A sprightly C Major cello sonata by Luigi Boccherini made a pleasing palate-whetter at an intimate Harvardwood-sponsored concert by two Russian-born musicians, pianist Yelena Grinberg and cellist Serafim Smigelskiy, last night at the Players Club. Under the watchful oil-on-canvas eyes of the likes of Edwin Booth as Richard III and Nance O’Neil as Lady Macbeth, Ms. Grinberg and Mr. Smigelskiy showed they’re each talented and charismatic enough not to wilt under the dark gazes of such legendary thespians; the cellist’s rich, warm tones in the first movement of the Boccherini and flying sixteenth notes in the third were more than enough to wake us from the 104-degree stupor we’d come in from (it was record-breaking weather outside).
The real drama of the program commenced with Beethoven’s Cello Sonata No. 3, Opus 69. Dating from the composer’s brilliantly productive middle period, it represents the full flowering of his development of the once-staid sonata form into a true duet vehicle. In the Allegro, stormy sections interspersed with passages of exquisite loveliness given extra sweetness by Ms. Grinberg’s sensitive touch. The Scherzo’s leaping rhythms brought to my mind the angular middle movement of the “Moonlight Sonata,” while the final movement slid smoothly from its Adagio prologue into its Allegro main body; passages imperceptibly moved from one instrument to the other in total rhythmic lockstep. I was surprised to learn that these two musicians don’t play together regularly; their four hands could have belonged to one person, that’s how integrated they were.

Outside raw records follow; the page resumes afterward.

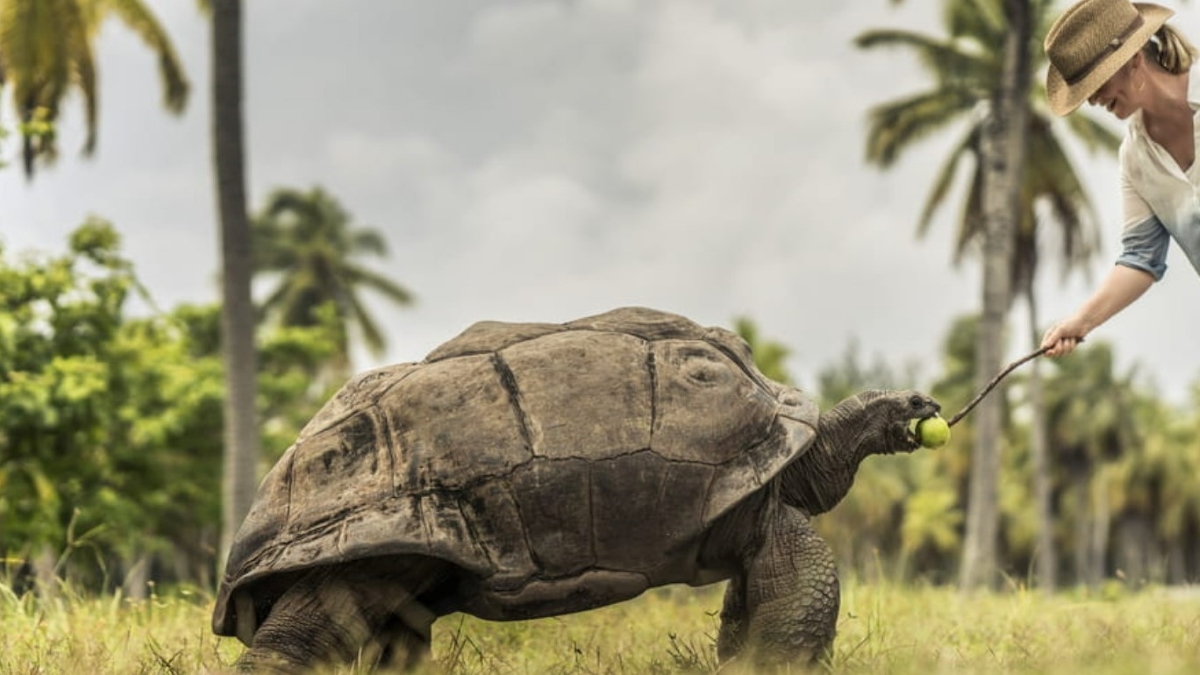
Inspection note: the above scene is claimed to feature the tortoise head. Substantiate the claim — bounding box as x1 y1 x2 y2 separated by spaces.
652 328 817 462
781 390 941 515
835 389 942 459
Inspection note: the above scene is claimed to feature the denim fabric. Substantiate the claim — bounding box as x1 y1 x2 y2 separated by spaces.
1117 216 1171 281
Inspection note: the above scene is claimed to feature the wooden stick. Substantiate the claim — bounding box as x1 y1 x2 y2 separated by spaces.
947 340 1065 426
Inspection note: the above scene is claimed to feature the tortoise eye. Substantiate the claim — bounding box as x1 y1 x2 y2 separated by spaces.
684 357 730 387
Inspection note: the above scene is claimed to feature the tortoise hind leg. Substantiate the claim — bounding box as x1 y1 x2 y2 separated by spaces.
718 503 840 667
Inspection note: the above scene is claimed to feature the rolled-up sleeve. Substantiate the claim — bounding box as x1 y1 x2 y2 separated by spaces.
1117 216 1171 281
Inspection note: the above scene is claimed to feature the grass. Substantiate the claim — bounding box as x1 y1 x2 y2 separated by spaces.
0 581 1200 675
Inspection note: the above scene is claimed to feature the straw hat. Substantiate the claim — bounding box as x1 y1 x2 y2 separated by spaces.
1045 0 1175 115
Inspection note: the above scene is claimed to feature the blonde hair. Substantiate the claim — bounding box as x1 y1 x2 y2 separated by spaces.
1144 24 1196 74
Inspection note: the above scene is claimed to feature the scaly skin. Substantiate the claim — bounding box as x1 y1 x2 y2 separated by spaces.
708 392 940 668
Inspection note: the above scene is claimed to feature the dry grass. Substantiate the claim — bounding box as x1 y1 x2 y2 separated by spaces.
0 583 1200 675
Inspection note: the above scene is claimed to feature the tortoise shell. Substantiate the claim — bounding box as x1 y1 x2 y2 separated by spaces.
214 307 817 635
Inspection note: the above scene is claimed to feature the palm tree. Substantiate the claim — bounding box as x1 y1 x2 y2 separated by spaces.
1045 342 1140 585
0 0 188 177
211 0 259 565
857 0 1118 587
252 187 413 375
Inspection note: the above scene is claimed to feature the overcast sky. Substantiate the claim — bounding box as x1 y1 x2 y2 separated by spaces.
0 0 1200 401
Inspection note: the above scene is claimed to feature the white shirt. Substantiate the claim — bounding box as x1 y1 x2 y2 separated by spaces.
1117 71 1200 281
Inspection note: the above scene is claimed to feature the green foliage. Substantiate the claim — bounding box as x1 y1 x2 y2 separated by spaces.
251 187 413 372
856 0 1120 297
0 219 336 581
7 577 1200 675
733 316 792 384
0 0 188 175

The Beethoven performance was thrilling and eye-opening enough that Brahms’ second cello sonata in F Major—the main reason I’d come to the concert—was almost anticlimactic; it came off very well, but the Beethoven was still resonating with me even after the short intermission. The musicians rendered the fast and furious but somewhat cerebral first movement of the Brahms with rich texture; the third movement, “Allegro passionato,” came off as almost high-spirited at moments, or as much so as Brahms normally gets, the musicians executing its churning off-beat accents with assurance. And the complex harmonies of the closing Rondo left us with much to think about.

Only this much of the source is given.